Neville could have cried. He wasn’t very strong or fierce or anything particularly Gryffindor-ish. Dumbledore had said he was brave once upon a time, but even he doubted it. Reckless might have been closer to the truth, but according to Professor McGonagall, they were often the same thing. Still — he was awkward and bumbling, and here was Cedric — the school’s champion, holding him up like some incompetent child. Cedric had faith in him, in ways he was sure even Harry didn’t — and Harry was a wizarding hero. Cedric made him feel like he could be brave, or smart, or strong — maybe not all at once, but he certainly could be some of them.
“Ced-… Cedric, are we friends?” he blurted out. “Because we play Quidditch together all the time but whenever I see you outside of class, it’s-…” he cut himself off before he could seem like even more of an ass.
Cedric leaned back slightly, a puzzled expression creeping across his face. He didn’t let go of Neville, and it rather seemed like he didn’t intend to. “I thought we were a bit more than that,” he answered quietly.
Neville blinked. “Like… close friends?” he asked? He couldn’t bring himself to say ‘best mates’ — it seemed too improbable.
Chuckling, Cedric reached up and ruffled the younger boy’s hair. “Yeah, close friends.

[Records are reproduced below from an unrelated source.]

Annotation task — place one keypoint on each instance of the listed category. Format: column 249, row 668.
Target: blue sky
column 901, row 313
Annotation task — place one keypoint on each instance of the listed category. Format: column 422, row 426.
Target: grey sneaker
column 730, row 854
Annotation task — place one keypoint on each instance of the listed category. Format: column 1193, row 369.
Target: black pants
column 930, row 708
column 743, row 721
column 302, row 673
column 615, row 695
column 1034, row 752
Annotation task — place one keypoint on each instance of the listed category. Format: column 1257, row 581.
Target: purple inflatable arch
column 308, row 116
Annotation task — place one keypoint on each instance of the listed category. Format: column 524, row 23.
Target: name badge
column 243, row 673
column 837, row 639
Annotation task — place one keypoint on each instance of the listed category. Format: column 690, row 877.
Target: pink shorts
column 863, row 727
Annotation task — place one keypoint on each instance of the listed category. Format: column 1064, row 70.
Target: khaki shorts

Very close.”
Neville beamed. It was such a simple statement: ‘very close’ — but it meant the world to him. It felt so honest coming from Cedric. He adored his housemates, but it was easy enough (even for him) to see how they simply tolerated him most of the time. He’d never, in the two years that he’d know Cedric, ever felt like a burden in the way that he did in his own house. More than once Cedric had told him that he wished Neville was a Hufflepuff — for his determination, if nothing else. Neville liked being a Gryffindor — but he liked being told he belonged somewhere, too.
“Great. Yeah… cool.” He grinned. “We should… go grab lunch, or something. I’m starving.”
“Just us?” Cedric asked.
“Well, no- … or. It’s just up to you — if you want to invite your friends. I mean, it’s the Great Hall, whatever works…”
Ced held back another laugh. Someday, he’d manage to get the younger boy to stop stammering through his words. It might take ten years — but he’d make it happen. “Sounds good to me,” he answered, matching Neville’s smile. “After you,” he added, nodding towards the ground — but tipped both of their brooms towards the Pitch in a slow, smooth descent.
Something had occurred to him up in the air. Something that — despite the Gryffindor’s naivete and gentleness — he was keen on continuing for as long as Neville would allow.
They’d been holding hands for nearly twenty minutes.